モダン神・市川 ユウキ。
言わずと知れたゴールドレベル・プロであり、前回の【第5期モダン神決定戦】から今日までの間にも【グランプリ・メルボルン2016】トップ8、【グランプリ・東京2016】9位といった輝かしい戦績を重ねてきた日本の誇るスタープレイヤーと呼んでも過言ではないだろう。
【ニコニコ生放送の配信者】としても有名で、持ち前のユーモラスな話術と明るい人柄から多くのマジックプレイヤーから愛されているエンターテイナーでもある。
そんな気質からか、これまで神決定戦の直前には毎回”うっかりデッキの情報を自身のツイッターアカウントで公開してしまう”通称予告先発と呼ばれるジョークが恒例化していた。ちなみに今回の予告先発では……

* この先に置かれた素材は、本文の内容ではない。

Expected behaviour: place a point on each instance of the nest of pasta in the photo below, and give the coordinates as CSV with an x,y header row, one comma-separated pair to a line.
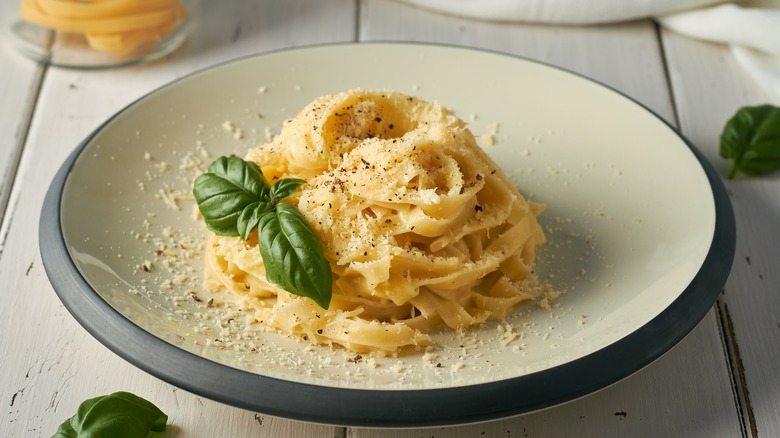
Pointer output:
x,y
421,228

市川のTwitterアカウントのアイコンが株式会社SONYが開発したペットロボット、『AIBO』になっている!? 2014年にカスタマーサポートが終了してしまったせいか、ところどころ文字がバグっているものの、アイコンと文章から推測するに「ロボッツ=親和」を使用するとのことだ。
とはいえ【前回】は「呪禁オーラ」を予告しながら「青赤双子」を使用していたので、はたしてどうなることか……

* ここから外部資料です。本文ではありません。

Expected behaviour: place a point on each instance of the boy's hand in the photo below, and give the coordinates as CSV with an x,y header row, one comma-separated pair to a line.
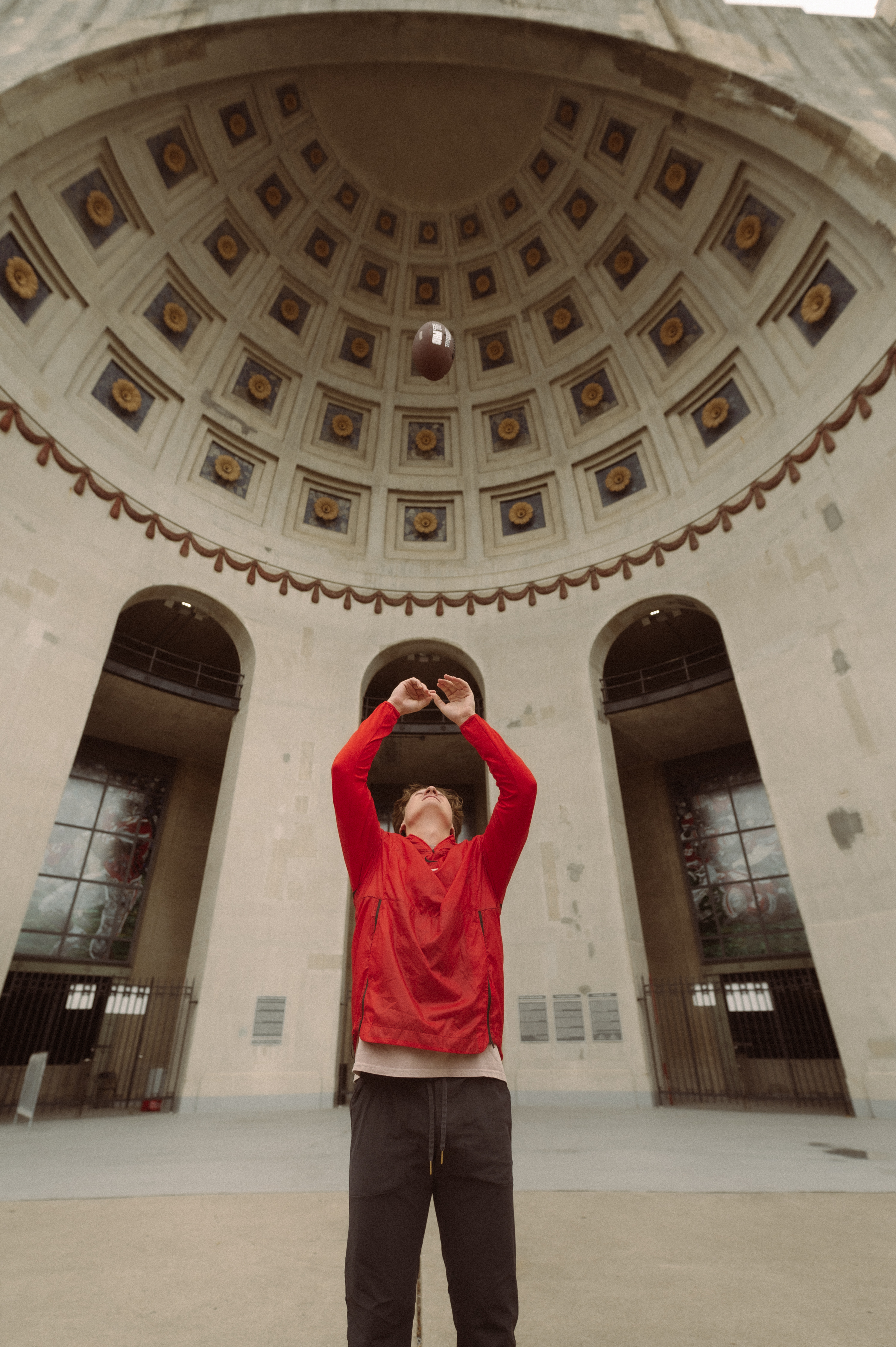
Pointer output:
x,y
411,696
461,704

相対するは「中野の最終兵器」の異名をとる挑戦者・松田 幸雄。
どこかで名前を見たことがあるような? という方もいらっしゃるかもしれない。それもそのはず、松田は【第3期スタンダード神挑戦者決定戦】を制した経験もある実力者だ。
第3期スタンダード神挑戦者決定戦、第6期モダン神挑戦者決定戦ともに参加者260名超という大規模なトーナメントであり、これらで優勝して挑戦権を勝ち取るのは容易なことではない。それを2度も成し遂げていることは、松田の実力がたしかである証左と言えるだろう。

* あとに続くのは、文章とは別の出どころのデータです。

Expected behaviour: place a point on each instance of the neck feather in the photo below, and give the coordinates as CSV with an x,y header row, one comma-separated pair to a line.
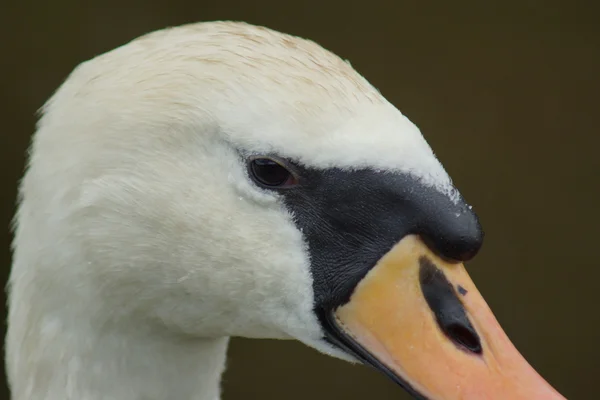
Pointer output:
x,y
52,357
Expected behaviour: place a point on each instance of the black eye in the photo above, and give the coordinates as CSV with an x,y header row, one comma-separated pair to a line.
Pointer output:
x,y
270,173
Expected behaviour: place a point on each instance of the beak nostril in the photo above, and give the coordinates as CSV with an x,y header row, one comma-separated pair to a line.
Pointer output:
x,y
447,308
464,336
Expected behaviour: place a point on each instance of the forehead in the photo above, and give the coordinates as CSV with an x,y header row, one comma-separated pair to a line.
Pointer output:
x,y
266,92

ちなみにアーケードゲーム『三国志大戦』の界隈で有名(?)だという「松田V幸雄」とは別人だそうだ(松田幸雄氏本人の高校時代の親友とのことである)。【直前インタビュー】でも語られているので、詳しくはそちらをご覧いただきたい。
【第6期モダン神挑戦者決定戦】では見事に”対エルドラージ用”のチューンナップが施された親和デッキを乗りこなし、並み居る強豪を見事に打倒してきた。今回、中野の友人たちと調整してきたというデッキを持ち込み気合十分だ。
プロシーンでマジックをプレイする市川と、カジュアルにマジックをプレイする松田。それは一見、対照的な存在にも思える。だが、この場にこの2人が揃ったことは単なる偶然とは思えない。
マジックが好きだ。マジックを楽しみたい。
マジックをプレイし続け、誰よりも楽しんできた2人だからこそ、今ここに相見えることとなったのだろう。
今日、この瞬間に至るまでに蓄積されてきた互いの思惑が、権謀が、そしてマジックへの情熱が交錯する――
Game 1
先攻は市川。《ダークスティールの城塞》から《大霊堂のスカージ》をプレイする立ち上がり……
ん……? これってもしかして……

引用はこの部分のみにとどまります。